The industry body has warned that the initiative, a joint venture between BBC Worldwide, ITV and Channel 4, could harm commercial radio but says it cannot take a proper stance because it does not know the details.
Lisa Kerr, director of external affairs at Radio-Centre, slammed the joint venture’s behaviour as “unacceptable”. She adds/ “Our main concern about Project Kangaroo is the lack of information. We have asked the BBC if it plans to include audio in this and it has not responded.”
RadioCentre believes a Competition Commission investigation into the commercial impact of the service should be extended to include audio content.
Project Kangaroo, whose chief executive is former BBC technology chief Ashley Highfield, will be a consolidated commercial service, equivalent to the BBC iPlayer. Highfield was behind the launch of iPlayer, as BBC director of future media and technology, until joining Kangaroo earlier this year.
Previously, concerns have centered around the proposed service’s effect on competition for online video content, but RadioCentre notes the BBC’s dominance in radio, its introduction of radio content into its iPlayer service. It is also concerned about Channel 4’s intention to enter the radio market later this year. It is understood that Kangaroo has failed to rule out including audio content on the service.
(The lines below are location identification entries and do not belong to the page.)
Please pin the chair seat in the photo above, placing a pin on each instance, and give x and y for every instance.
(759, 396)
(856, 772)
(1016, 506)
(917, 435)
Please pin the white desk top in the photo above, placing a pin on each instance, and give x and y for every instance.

Online video provider Joost has also outlined its opposition saying that the BBC, ITV and Channel 4 would be able to cross promote Kangaroo, which would be unfair on competing services.
Kangaroo was referred to the commission by media regulator Ofcom and the Office of Fair Trading, which has delayed its launch until next year at the earliest.
Kangaroo was unavailable for comment at the time of going to press.